Emoji

Challenge prompt

String:

🁳🁣🁲🁩🁰🁴🁃🁔🁆🁻🀳🁭🀰🁪🀱🁟🀳🁮🁣🀰🁤🀱🁮🁧🁟🀱🁳🁟🁷🀳🀱🁲🁤🁟🀴🁮🁤🁟🁦🁵🁮🀡🀱🁥🀴🀶🁤🁽

Description: “Emojis everywhere! Is it a joke? Or something is hiding behind it.”


TL;DR

  • The given text is UTF-8 bytes that were mis-decoded as Windows-1252 (classic mojibake).
  • When repaired, it becomes a sequence of Domino Tile emojis (Unicode block U+1F030–U+1F093).
  • Take the low byte of each emoji’s codepoint (ord(c) & 0xFF) to recover ASCII.
  • Flag: scriptCTF{3m0j1_3nc0d1ng_1s_w31rd_4nd_fun!1e46d}

Step-by-step

1) Recognize mojibake

  • Strings like ðŸ... are a strong signal that UTF-8 got decoded as cp1252/Windows-1252.
  • Goal: reconstruct the original bytes, then decode as proper UTF-8.

2) Repair the text encoding

  • Strategy: map each displayed character back to its single byte as if it were cp1252, then decode the resulting byte stream as UTF-8.

Quick Python (minimal)

s = "🁳🁣🁲🁩🁰🁴🁃🁔🁆🁻🀳🁭🀰🁪🀱🁟🀳🁮🁣🀰🁤🀱🁮🁧🁟🀱🁳🁟🁷🀳🀱🁲🁤🁟🀴🁮🁤🁟🁦🁵🁮🀡🀱🁥🀴🀶🁤🁽"

# Rebuild original bytes: cp1252 where possible; otherwise use the raw low byte
buf = bytearray()
for ch in s:
    try:
        buf += ch.encode('cp1252')        # preferred reverse-map
    except UnicodeEncodeError:
        code = ord(ch)
        if code <= 0xFF:                  # include undefined cp1252 controls like U+0081 as raw byte
            buf.append(code)
        else:
            raise

emoji = bytes(buf).decode('utf-8')        # -> Domino Tile emojis
print(emoji[:10])

You should see a run of Domino Tile glyphs like 🁳🁣🁲....

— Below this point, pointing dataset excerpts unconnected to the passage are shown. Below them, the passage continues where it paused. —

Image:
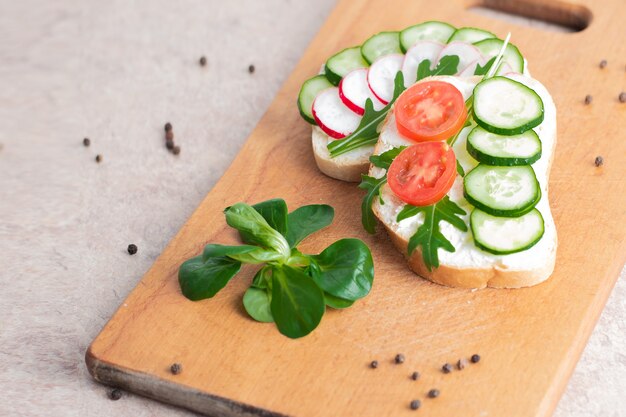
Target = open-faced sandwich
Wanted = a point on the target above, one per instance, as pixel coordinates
(459, 162)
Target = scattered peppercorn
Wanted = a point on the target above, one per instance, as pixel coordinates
(599, 161)
(115, 394)
(415, 404)
(176, 368)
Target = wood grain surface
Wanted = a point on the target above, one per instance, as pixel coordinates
(529, 339)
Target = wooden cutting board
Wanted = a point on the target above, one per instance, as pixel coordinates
(529, 339)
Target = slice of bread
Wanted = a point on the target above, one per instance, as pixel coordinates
(468, 266)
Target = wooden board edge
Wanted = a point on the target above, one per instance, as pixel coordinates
(169, 392)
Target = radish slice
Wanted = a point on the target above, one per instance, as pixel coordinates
(353, 91)
(466, 52)
(415, 55)
(332, 116)
(381, 74)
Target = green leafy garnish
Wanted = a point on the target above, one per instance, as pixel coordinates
(367, 131)
(448, 65)
(428, 236)
(291, 289)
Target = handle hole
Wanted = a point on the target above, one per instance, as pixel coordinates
(554, 15)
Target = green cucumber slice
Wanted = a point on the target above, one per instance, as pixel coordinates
(343, 62)
(506, 107)
(512, 56)
(470, 35)
(502, 191)
(427, 31)
(504, 235)
(309, 90)
(492, 149)
(383, 43)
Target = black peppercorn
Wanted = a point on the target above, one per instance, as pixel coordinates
(176, 368)
(599, 161)
(115, 394)
(415, 404)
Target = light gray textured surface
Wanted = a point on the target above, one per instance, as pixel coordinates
(116, 71)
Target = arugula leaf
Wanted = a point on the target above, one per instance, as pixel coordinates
(428, 236)
(367, 131)
(448, 65)
(297, 302)
(306, 220)
(345, 269)
(372, 186)
(257, 301)
(201, 278)
(483, 70)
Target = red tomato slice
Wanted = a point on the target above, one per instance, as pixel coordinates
(422, 174)
(432, 110)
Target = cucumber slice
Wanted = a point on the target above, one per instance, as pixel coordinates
(512, 56)
(309, 90)
(502, 191)
(343, 62)
(492, 149)
(427, 31)
(383, 43)
(506, 107)
(503, 235)
(470, 35)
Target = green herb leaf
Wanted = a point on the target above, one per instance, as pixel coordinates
(448, 65)
(372, 187)
(297, 303)
(306, 220)
(257, 301)
(428, 236)
(483, 70)
(345, 269)
(201, 278)
(255, 230)
(367, 131)
(336, 302)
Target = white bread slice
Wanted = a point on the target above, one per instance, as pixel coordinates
(468, 266)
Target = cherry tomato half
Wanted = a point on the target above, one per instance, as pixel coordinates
(431, 110)
(423, 173)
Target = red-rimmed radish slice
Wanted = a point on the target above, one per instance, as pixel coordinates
(332, 116)
(381, 75)
(415, 55)
(354, 91)
(466, 52)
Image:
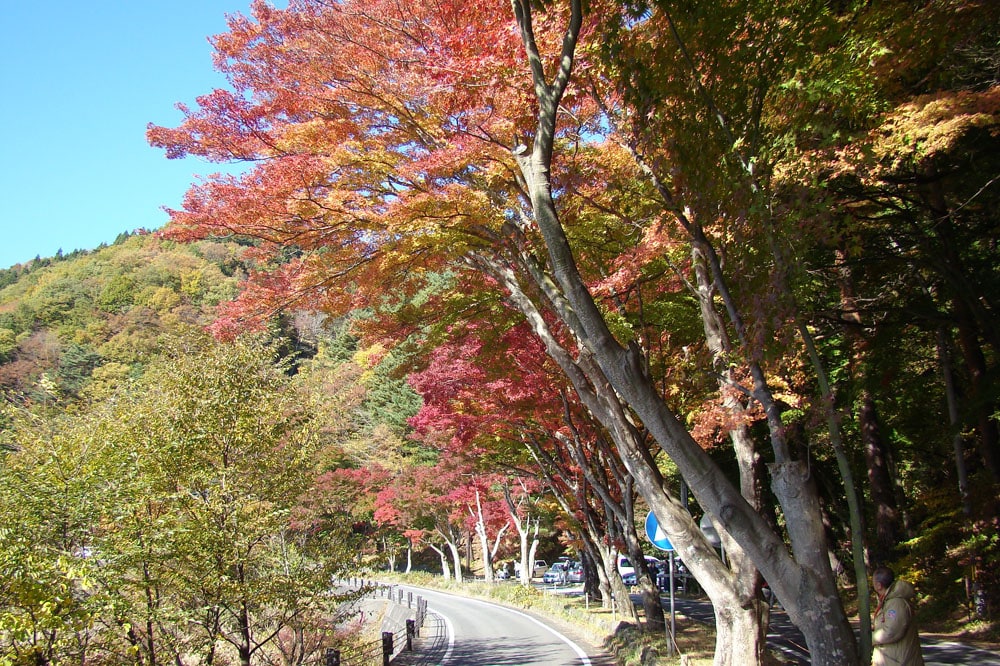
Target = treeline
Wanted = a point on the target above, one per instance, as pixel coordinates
(153, 479)
(733, 263)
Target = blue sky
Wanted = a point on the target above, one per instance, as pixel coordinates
(79, 81)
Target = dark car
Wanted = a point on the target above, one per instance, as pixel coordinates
(556, 574)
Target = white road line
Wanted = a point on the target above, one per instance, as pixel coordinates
(584, 659)
(450, 630)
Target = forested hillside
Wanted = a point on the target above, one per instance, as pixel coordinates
(153, 479)
(729, 262)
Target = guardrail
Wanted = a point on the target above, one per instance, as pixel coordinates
(383, 651)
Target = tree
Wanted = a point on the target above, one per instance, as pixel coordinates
(379, 163)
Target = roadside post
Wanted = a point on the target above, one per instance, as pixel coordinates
(658, 538)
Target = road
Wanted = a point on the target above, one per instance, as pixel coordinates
(476, 633)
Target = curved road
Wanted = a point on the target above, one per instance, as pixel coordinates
(476, 633)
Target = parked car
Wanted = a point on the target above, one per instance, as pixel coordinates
(627, 571)
(557, 573)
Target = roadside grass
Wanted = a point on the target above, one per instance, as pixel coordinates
(629, 645)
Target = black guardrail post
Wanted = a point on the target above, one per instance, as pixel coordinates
(386, 647)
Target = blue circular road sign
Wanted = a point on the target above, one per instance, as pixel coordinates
(655, 533)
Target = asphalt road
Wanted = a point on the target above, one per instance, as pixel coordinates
(469, 632)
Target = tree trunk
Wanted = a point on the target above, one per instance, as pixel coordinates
(445, 569)
(802, 579)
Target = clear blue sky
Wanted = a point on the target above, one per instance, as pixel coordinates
(79, 81)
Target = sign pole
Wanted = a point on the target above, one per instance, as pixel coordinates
(673, 615)
(658, 538)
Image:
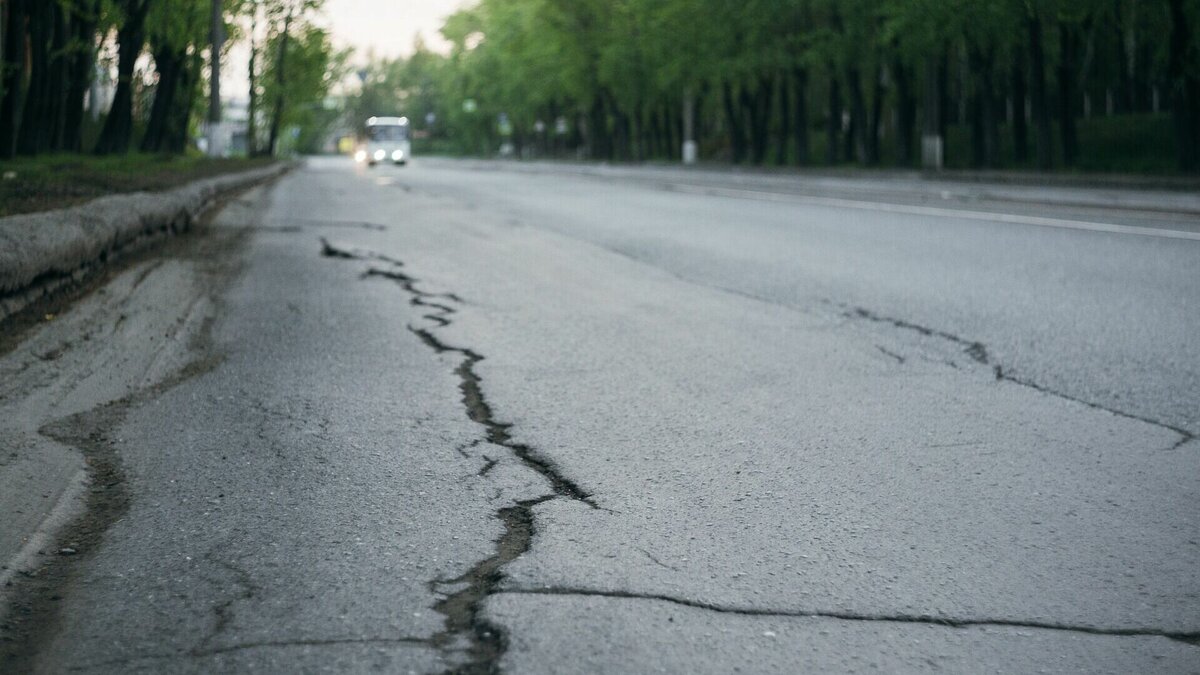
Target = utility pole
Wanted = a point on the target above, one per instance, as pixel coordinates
(217, 40)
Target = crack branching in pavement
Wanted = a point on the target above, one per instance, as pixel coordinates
(465, 629)
(978, 353)
(1189, 638)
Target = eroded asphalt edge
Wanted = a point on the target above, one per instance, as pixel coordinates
(462, 609)
(29, 601)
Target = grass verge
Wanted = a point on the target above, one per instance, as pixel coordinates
(54, 181)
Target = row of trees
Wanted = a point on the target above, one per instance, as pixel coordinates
(803, 81)
(59, 54)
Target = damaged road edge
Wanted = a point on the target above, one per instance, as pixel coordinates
(466, 632)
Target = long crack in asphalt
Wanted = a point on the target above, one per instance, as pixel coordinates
(484, 643)
(978, 353)
(465, 631)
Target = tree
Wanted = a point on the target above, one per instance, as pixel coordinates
(118, 132)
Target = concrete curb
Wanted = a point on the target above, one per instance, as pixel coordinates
(41, 252)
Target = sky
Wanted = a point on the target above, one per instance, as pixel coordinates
(385, 28)
(388, 27)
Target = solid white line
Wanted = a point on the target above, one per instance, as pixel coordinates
(911, 209)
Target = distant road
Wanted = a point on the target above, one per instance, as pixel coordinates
(480, 417)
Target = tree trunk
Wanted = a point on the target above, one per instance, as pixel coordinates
(168, 64)
(833, 125)
(252, 108)
(277, 115)
(186, 90)
(801, 114)
(759, 108)
(79, 73)
(857, 113)
(35, 126)
(118, 132)
(985, 130)
(1043, 139)
(1185, 91)
(906, 114)
(57, 89)
(15, 61)
(737, 141)
(1067, 45)
(785, 121)
(875, 118)
(1020, 129)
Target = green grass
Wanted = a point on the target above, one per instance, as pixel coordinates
(53, 181)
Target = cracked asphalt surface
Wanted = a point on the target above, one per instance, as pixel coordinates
(462, 417)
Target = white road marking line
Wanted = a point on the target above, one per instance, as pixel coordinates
(911, 209)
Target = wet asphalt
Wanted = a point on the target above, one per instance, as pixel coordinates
(462, 417)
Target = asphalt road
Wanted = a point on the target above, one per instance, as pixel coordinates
(478, 417)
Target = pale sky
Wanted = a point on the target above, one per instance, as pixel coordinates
(388, 27)
(383, 27)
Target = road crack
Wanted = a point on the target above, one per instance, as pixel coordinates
(978, 353)
(1192, 638)
(466, 633)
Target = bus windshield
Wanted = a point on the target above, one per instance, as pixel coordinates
(387, 132)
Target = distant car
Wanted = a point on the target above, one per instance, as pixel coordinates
(387, 139)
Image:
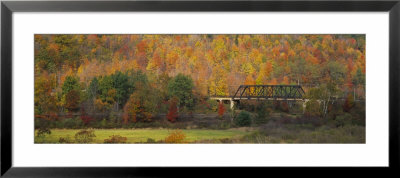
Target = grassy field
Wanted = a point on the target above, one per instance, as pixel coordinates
(141, 135)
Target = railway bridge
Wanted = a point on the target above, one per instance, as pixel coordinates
(264, 92)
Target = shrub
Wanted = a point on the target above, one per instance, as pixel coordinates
(176, 136)
(342, 120)
(41, 135)
(115, 139)
(84, 136)
(70, 123)
(243, 119)
(150, 140)
(43, 132)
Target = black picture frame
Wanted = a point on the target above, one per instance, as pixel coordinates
(8, 7)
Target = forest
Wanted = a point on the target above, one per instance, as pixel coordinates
(157, 88)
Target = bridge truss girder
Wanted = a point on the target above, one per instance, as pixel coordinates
(269, 92)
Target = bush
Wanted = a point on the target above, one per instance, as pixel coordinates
(115, 139)
(343, 120)
(243, 119)
(176, 136)
(70, 123)
(84, 136)
(41, 135)
(150, 140)
(65, 140)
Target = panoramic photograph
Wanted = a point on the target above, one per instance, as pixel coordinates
(199, 88)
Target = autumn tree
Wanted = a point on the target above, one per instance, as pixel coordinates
(221, 109)
(71, 93)
(173, 110)
(181, 86)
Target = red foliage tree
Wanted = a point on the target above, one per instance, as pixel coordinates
(348, 103)
(221, 109)
(173, 111)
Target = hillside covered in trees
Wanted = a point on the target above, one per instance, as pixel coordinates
(129, 78)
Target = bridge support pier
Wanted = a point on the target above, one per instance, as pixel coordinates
(305, 105)
(232, 103)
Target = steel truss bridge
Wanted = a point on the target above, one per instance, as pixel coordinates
(264, 92)
(282, 92)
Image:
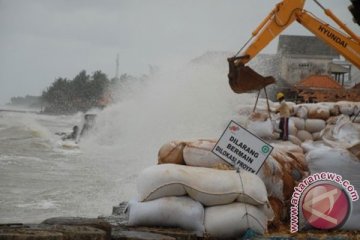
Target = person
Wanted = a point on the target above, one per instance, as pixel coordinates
(284, 112)
(73, 135)
(89, 120)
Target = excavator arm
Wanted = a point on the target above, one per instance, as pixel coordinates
(243, 79)
(347, 46)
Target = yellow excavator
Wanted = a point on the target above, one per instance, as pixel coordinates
(244, 79)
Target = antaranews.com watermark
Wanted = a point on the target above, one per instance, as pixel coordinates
(325, 201)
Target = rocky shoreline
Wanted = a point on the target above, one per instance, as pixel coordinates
(115, 227)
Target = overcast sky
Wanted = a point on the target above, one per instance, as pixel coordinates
(41, 40)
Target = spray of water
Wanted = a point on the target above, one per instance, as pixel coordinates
(192, 103)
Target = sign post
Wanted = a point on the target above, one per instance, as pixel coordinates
(241, 148)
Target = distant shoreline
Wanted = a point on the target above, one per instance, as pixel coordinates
(20, 111)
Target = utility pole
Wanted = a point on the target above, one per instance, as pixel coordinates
(117, 67)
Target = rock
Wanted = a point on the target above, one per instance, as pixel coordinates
(133, 235)
(77, 221)
(27, 234)
(51, 232)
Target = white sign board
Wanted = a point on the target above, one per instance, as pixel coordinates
(241, 148)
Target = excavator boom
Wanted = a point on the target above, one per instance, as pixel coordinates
(244, 79)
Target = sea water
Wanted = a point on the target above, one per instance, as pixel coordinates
(40, 178)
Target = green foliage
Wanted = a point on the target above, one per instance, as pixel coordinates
(79, 94)
(27, 101)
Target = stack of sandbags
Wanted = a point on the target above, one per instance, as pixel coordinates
(260, 125)
(164, 189)
(198, 153)
(348, 108)
(280, 172)
(172, 152)
(343, 134)
(324, 159)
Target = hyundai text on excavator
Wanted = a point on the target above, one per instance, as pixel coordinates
(244, 79)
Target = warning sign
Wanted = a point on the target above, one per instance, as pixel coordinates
(241, 148)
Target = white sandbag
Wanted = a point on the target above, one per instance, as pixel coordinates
(314, 125)
(232, 220)
(334, 110)
(263, 129)
(171, 152)
(182, 212)
(299, 123)
(286, 146)
(271, 173)
(341, 162)
(304, 136)
(319, 112)
(258, 116)
(346, 108)
(346, 131)
(301, 111)
(310, 146)
(206, 185)
(199, 154)
(293, 139)
(292, 128)
(316, 136)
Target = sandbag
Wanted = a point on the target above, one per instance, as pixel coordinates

3) Extract the hidden message

  • Domino Tiles live at codepoints U+1F030..U+1F093.
  • The challenge embeds ASCII in the lowest 8 bits of each codepoint.

Extract (Python)

flag = ''.join(chr(ord(c) & 0xFF) for c in emoji)
print(flag)
# scriptCTF{3m0j1_3nc0d1ng_1s_w31rd_4nd_fun!1e46d}

How we knew what to try

  • ðŸ sequences scream “UTF-8 → cp1252 mojibake”.
  • After repair, the emojis are all from a single thematically consistent block (Domino Tiles) → likely a numeric structure you can bit-mask.
  • Many CTFs hide text by abusing codepoint structure (e.g., low byte, low nibble, or offset from block start).

One-liners & alternatives

Python one-liner

print(''.join(chr(ord(c)&0xFF) for c in ( "YOUR_STRING".encode('cp1252','replace').decode('utf-8') )))
If encode('cp1252') errors due to undefined chars, use the longer loop from above or 'ignore' and then patch bytes if needed.

CyberChef approach (conceptual)

  1. Encode input as Windows-1252 to bytes.
  1. Decode those bytes as UTF-8 → domino emojis.
  1. Map each codepoint to codepoint & 0xFF and cast to ASCII.
    • (Step 3 typically needs a short script; CyberChef’s “JQ”, “Custom code” or “Find/Replace with JS” can do it, or just finish in Python.)

Verification snippet

assert flag.startswith("scriptCTF{") and flag.endswith("}")
assert all(32 <= ord(x) <= 126 for x in flag)  # printable ASCII

Final answer

scriptCTF{3m0j1_3nc0d1ng_1s_w31rd_4nd_fun!1e46d}

Lessons learned

  • Mojibake patterns rapidly fingerprint mis-decoding issues.
  • Emoji/Unicode blocks are often chosen so that bit-masking yields readable ASCII.
  • When in doubt, inspect codepoints and try simple bit operations.